Re: Sorting fields with letters?

Posted by Peter Spam <ps...@mac.com>.
Is there a way to use a custom sorter, to avoid re-indexing?


Thanks!
Pete

On Oct 21, 2011, at 2:13 PM, Tomás Fernández Löbbe wrote:

> Well, yes. You probably have a string field for that content, right? so the
> content is being compared as strings, not as numbers, that why something
> like 1000 is lower than 2. Leading zeros would be an option. Another option
> is to separate the field into numeric fields and sort by those (this last
> option is only recommended if your data always look similar).
> Something like 11C15 to field1: 11, field2:C field3: 15. Then use
> "sort=field1,field2,field3".
> 
> Anyway, both this options require reindexing.
> 
> Regards,
> 
> Tomás
> 
> On Fri, Oct 21, 2011 at 4:57 PM, Peter Spam <ps...@mac.com> wrote:
> 
>> Hi everyone,
>> 
>> I have a field that has a letter in it (for example, 1A1, 2A1, 11C15,
>> etc.).  Sorting it seems to work most of the time, except for a few things,
>> like 10A1 is lower than 8A100, and 10A100 is lower than 10A99.  Any ideas?
>> I bet if my data had leading zeros (ie 10A099), it would behave better?
>> (But I can't really change my data now, as it would take a few days to
>> re-inject - which is possible but a hassle).
>> 
>> 
>> Thanks!
>> Pete
>> 


Re: Sorting fields with letters?

Posted by Tomás Fernández Löbbe <to...@gmail.com>.
Well, yes.

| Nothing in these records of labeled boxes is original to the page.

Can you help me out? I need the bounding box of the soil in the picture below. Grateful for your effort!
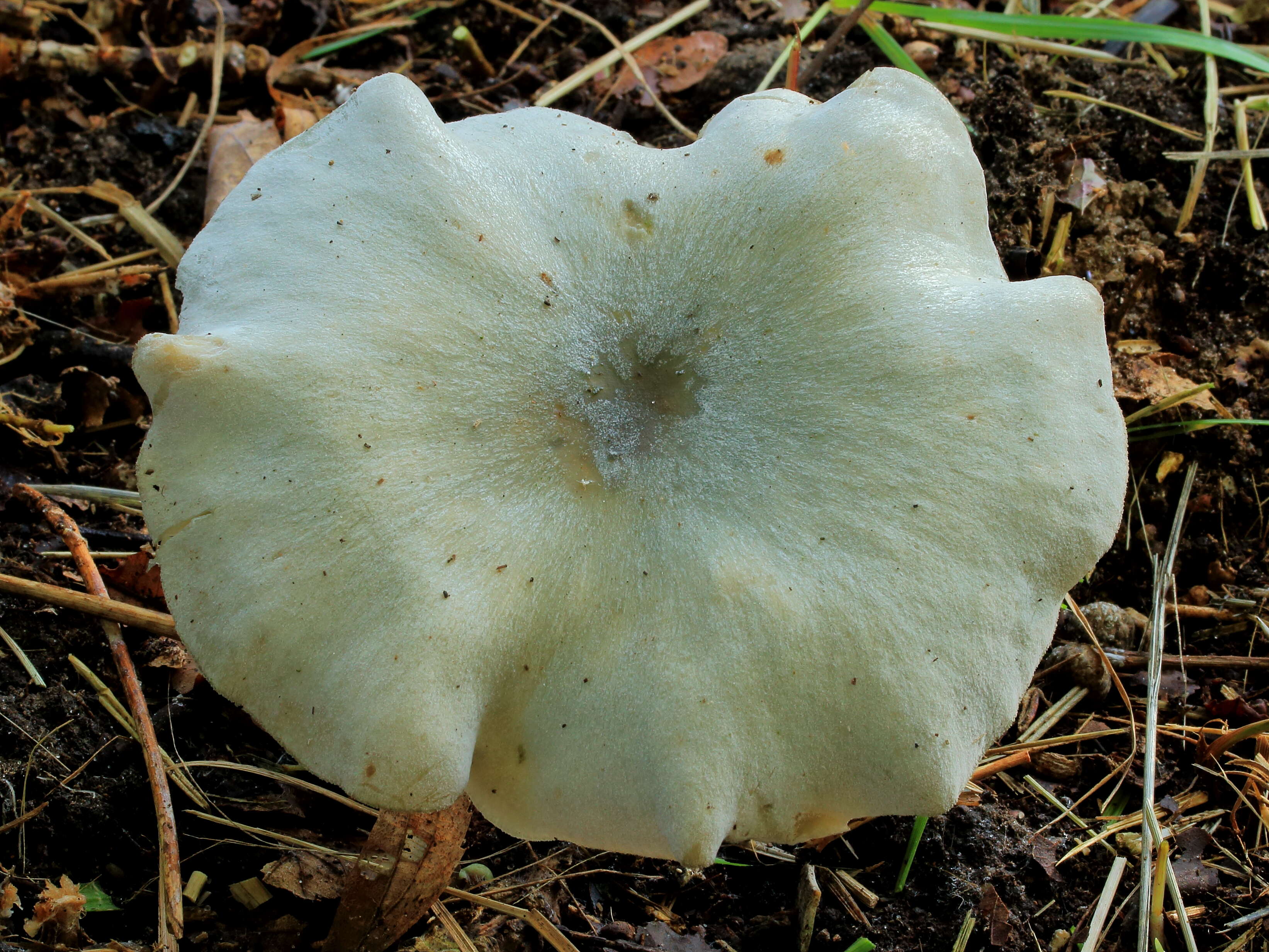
[0,0,1269,952]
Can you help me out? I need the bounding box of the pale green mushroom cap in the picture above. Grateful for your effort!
[136,70,1127,866]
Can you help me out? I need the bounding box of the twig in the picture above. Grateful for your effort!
[14,484,184,938]
[66,655,211,807]
[802,0,872,89]
[538,0,697,142]
[970,750,1030,783]
[179,760,379,816]
[0,575,177,637]
[754,0,832,93]
[533,0,711,105]
[1164,148,1269,163]
[444,886,578,952]
[0,800,48,833]
[20,198,110,260]
[146,0,224,214]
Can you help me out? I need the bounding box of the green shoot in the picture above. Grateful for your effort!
[895,816,930,892]
[299,6,437,61]
[80,880,119,913]
[1128,420,1269,443]
[831,0,1269,72]
[952,913,979,952]
[859,14,930,80]
[1123,383,1216,423]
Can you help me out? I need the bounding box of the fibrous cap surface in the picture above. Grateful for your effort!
[136,70,1127,864]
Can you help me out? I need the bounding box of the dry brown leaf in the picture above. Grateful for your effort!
[596,31,727,105]
[203,109,282,222]
[23,873,88,944]
[275,105,317,142]
[1221,338,1269,387]
[324,795,471,952]
[102,551,166,599]
[1114,353,1225,415]
[261,853,352,899]
[0,877,22,919]
[979,882,1014,946]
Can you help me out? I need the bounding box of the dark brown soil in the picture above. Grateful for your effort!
[0,0,1269,952]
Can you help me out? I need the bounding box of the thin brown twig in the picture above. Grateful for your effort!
[798,0,872,89]
[0,575,177,637]
[146,0,224,212]
[14,484,184,938]
[0,800,48,833]
[530,0,697,142]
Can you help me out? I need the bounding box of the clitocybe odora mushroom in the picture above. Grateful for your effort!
[136,70,1127,866]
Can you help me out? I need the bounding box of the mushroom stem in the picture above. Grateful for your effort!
[14,484,184,938]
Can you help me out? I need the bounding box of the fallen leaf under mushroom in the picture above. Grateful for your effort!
[595,31,727,105]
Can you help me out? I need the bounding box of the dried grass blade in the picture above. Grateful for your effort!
[1045,89,1212,139]
[533,0,711,105]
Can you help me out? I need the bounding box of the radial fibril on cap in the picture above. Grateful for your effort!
[136,70,1127,864]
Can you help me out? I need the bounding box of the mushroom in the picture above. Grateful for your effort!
[136,68,1127,866]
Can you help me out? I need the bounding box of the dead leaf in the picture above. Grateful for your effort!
[23,873,88,944]
[261,848,353,900]
[203,109,282,222]
[102,550,164,600]
[979,882,1014,946]
[1172,826,1220,894]
[0,876,22,919]
[61,367,119,427]
[274,105,317,142]
[1114,353,1228,416]
[1114,338,1164,354]
[1221,338,1269,387]
[1155,449,1185,482]
[775,0,811,23]
[322,795,471,952]
[1058,159,1107,213]
[596,31,727,105]
[1032,833,1062,882]
[132,637,203,694]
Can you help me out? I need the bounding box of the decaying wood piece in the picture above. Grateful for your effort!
[14,484,184,939]
[322,795,471,952]
[0,575,177,637]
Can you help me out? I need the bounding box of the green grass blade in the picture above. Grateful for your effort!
[832,0,1269,72]
[859,17,930,80]
[299,6,437,62]
[895,816,930,892]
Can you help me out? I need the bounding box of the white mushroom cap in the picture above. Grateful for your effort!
[136,70,1127,866]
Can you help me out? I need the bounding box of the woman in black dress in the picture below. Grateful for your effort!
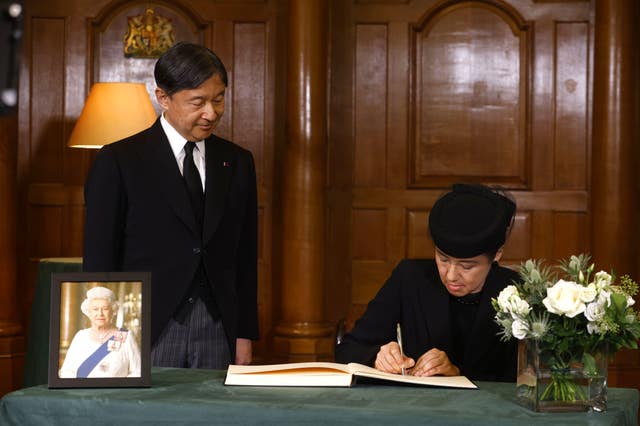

You probably have a string field for that content, right? so the
content is being compared as strings, not as numbers, that why something
like 1000 is lower than 2. Leading zeros would be an option. Another option
is to separate the field into numeric fields and sort by those (this last
option is only recommended if your data always look similar).
Something like 11C15 to field1: 11, field2:C field3: 15. Then use
"sort=field1,field2,field3".

Anyway, both this options require reindexing.

Regards,

Tomás

On Fri, Oct 21, 2011 at 4:57 PM, Peter Spam <ps...@mac.com> wrote:

> Hi everyone,
>
> I have a field that has a letter in it (for example, 1A1, 2A1, 11C15,
> etc.).  Sorting it seems to work most of the time, except for a few things,
> like 10A1 is lower than 8A100, and 10A100 is lower than 10A99.  Any ideas?
>  I bet if my data had leading zeros (ie 10A099), it would behave better?
>  (But I can't really change my data now, as it would take a few days to
> re-inject - which is possible but a hassle).
>
>
> Thanks!
> Pete
>